Tarifas, geopolítica e fundição: por que o verdadeiro impacto não está no preço, mas no planejamento





Nos últimos meses, o debate sobre as tarifas voltou a ser destaque na mídia devido a um cenário geopolítico cada vez mais fragmentado. Embora a Espanha não esteja entre os países diretamente afetados por algumas das medidas comerciais que estão sendo consideradas no âmbito internacional, o impacto sobre muitas empresas espanholas é real, tangível e, em alguns casos, já perceptível. Isso é especialmente verdadeiro para setores industriais como o de fundição, onde as margens são reduzidas, os ciclos são longos e a dependência de matérias-primas e energia é estrutural.

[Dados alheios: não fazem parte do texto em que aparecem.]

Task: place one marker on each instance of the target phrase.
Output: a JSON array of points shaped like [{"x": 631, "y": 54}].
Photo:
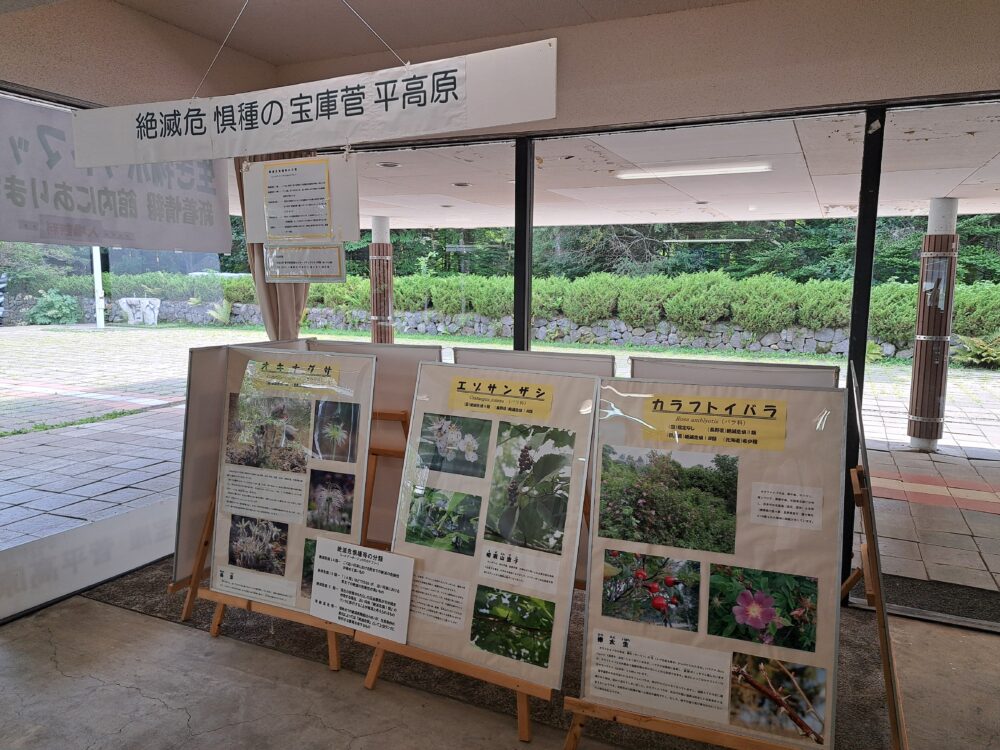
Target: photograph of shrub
[
  {"x": 653, "y": 590},
  {"x": 529, "y": 494},
  {"x": 308, "y": 561},
  {"x": 444, "y": 520},
  {"x": 335, "y": 431},
  {"x": 513, "y": 625},
  {"x": 267, "y": 431},
  {"x": 455, "y": 445},
  {"x": 331, "y": 501},
  {"x": 674, "y": 498},
  {"x": 258, "y": 544},
  {"x": 761, "y": 606},
  {"x": 779, "y": 697}
]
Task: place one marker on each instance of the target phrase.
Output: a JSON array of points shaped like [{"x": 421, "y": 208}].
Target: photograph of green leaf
[
  {"x": 444, "y": 520},
  {"x": 331, "y": 501},
  {"x": 675, "y": 498},
  {"x": 761, "y": 606},
  {"x": 258, "y": 544},
  {"x": 268, "y": 432},
  {"x": 308, "y": 562},
  {"x": 513, "y": 625},
  {"x": 652, "y": 590},
  {"x": 529, "y": 493},
  {"x": 454, "y": 445},
  {"x": 778, "y": 697},
  {"x": 335, "y": 431}
]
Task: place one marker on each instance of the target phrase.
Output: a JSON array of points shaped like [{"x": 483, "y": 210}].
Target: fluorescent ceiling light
[{"x": 694, "y": 170}]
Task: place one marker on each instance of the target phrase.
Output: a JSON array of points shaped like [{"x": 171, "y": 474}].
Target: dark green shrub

Ao se discutir tarifas, o foco costuma recair sobre o aumento do custo do produto final. No entanto, para as empresas industriais (e especialmente para as fundições), o verdadeiro impacto vai muito além do preço. Ele afeta o planejamento de custos, a estabilidade dos contratos com fornecedores e a capacidade de antecipar cenários — elementos essenciais para a viabilidade dos negócios.
Em primeiro lugar, as tarifas geram volatilidade. Mesmo que uma empresa não importe diretamente de um país afetado, é altamente provável que um de seus fornecedores o faça, ou que ela concorra em mercados onde os fluxos comerciais sejam interrompidos. Isso gera pressão sobre os preços das matérias-primas, alterações nos prazos de entrega e revisões unilaterais dos termos contratuais.

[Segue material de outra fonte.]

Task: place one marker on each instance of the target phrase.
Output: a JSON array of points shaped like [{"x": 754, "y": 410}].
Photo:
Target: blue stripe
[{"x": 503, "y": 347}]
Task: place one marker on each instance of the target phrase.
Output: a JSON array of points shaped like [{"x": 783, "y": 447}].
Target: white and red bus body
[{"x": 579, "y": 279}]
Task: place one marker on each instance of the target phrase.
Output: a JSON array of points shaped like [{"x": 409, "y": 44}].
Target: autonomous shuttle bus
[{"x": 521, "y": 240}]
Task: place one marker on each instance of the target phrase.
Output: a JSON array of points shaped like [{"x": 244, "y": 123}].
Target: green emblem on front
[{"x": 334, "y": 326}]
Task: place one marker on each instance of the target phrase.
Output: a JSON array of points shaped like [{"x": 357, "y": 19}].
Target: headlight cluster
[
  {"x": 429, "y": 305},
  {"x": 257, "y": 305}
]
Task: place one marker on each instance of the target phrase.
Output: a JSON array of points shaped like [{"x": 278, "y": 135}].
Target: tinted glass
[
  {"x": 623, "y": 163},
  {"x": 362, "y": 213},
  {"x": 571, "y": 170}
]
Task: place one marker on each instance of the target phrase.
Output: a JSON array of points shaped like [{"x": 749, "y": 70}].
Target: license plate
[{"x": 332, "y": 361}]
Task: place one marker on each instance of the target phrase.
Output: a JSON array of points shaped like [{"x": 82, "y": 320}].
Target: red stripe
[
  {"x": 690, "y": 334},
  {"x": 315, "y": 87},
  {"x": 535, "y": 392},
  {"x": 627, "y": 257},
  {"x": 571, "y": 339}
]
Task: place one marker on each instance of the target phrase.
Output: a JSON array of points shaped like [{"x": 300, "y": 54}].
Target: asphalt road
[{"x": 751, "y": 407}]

Em segundo lugar, há um efeito dominó nos contratos de médio e longo prazo. Muitas fundições operam com contratos plurianuais, tanto para compras quanto para vendas. Quando o ambiente muda abruptamente, esses contratos perdem o equilíbrio inicial: cláusulas de revisão entram em vigor, ocorrem renegociações forçadas ou, na pior das hipóteses, surgem violações contratuais. O problema não é apenas pagar mais, mas não saber quanto será pago daqui a seis ou doze meses.

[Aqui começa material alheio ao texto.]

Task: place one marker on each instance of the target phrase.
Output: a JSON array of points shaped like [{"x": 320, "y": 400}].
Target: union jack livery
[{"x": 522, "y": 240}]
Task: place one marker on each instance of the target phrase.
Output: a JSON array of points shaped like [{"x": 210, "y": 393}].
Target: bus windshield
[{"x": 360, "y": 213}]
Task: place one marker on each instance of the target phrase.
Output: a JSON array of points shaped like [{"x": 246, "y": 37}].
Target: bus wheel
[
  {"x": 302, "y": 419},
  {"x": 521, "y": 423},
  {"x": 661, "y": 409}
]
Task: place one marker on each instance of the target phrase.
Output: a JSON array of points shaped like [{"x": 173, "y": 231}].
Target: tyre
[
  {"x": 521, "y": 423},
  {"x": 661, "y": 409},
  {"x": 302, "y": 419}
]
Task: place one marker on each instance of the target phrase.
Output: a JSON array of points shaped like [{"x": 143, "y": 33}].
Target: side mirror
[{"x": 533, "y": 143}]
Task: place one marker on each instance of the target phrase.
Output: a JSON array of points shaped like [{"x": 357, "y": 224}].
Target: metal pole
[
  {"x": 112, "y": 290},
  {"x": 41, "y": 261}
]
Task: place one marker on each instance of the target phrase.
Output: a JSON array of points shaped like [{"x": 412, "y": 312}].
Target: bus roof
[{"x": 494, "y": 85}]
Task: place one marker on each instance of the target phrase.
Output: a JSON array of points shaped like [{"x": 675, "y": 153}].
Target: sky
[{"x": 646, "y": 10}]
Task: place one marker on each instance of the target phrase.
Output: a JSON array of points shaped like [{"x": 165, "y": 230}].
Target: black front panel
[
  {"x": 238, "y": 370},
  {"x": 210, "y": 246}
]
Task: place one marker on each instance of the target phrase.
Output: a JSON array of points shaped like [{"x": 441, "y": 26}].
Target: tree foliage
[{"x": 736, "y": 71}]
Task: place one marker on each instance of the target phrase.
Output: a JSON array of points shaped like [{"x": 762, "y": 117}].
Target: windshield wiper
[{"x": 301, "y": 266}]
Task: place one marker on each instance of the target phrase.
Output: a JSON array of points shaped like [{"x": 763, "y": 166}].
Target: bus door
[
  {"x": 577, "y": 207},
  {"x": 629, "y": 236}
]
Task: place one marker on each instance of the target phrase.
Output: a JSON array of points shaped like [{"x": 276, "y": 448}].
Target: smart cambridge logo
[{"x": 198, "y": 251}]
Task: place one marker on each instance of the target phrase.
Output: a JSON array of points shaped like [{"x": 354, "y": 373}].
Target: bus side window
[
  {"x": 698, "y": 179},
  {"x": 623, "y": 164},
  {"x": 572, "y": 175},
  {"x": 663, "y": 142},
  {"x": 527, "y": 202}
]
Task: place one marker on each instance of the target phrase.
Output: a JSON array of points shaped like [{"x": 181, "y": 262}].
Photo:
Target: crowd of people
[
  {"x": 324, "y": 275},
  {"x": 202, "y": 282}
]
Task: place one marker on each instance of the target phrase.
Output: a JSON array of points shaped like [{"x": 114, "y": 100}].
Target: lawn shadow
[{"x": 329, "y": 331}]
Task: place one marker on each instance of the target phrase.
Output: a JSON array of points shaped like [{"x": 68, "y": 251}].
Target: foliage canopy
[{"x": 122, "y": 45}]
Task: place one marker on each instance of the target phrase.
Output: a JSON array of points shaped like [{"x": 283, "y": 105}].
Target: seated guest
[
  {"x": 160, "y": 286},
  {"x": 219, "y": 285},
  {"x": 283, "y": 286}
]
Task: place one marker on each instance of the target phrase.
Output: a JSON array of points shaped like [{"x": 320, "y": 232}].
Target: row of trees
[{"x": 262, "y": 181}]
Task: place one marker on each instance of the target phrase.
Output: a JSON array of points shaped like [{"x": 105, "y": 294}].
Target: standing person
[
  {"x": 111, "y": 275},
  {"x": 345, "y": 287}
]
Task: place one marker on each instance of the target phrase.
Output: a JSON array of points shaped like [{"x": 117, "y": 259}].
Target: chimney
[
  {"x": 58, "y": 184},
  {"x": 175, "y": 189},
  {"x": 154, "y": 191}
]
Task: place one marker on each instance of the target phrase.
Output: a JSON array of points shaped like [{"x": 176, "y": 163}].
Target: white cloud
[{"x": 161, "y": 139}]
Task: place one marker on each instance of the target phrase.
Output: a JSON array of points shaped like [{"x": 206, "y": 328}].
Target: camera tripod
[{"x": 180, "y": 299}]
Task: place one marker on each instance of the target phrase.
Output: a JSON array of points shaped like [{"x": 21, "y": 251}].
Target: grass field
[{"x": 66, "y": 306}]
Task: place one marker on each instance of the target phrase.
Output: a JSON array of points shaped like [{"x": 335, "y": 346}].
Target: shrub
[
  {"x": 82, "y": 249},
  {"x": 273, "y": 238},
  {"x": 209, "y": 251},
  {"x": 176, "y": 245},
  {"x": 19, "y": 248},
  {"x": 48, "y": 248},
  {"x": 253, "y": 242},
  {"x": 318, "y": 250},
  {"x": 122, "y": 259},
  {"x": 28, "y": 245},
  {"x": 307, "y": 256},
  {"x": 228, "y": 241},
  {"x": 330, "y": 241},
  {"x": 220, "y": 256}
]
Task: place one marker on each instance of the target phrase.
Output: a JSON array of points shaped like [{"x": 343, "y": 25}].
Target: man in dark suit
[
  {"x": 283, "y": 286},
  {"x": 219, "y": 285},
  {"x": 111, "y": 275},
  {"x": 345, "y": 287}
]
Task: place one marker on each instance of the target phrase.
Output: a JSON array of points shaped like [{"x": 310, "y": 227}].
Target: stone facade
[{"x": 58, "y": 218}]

Além disso, as tarifas afetam a capacidade de planejamento financeiro. As previsões de custos tornam-se pouco confiáveis, os orçamentos são constantemente revisados e as decisões de investimento são adiadas. Para um setor de uso intensivo de capital como o de fundição, essa incerteza pode ser tão prejudicial quanto um aumento direto dos preços.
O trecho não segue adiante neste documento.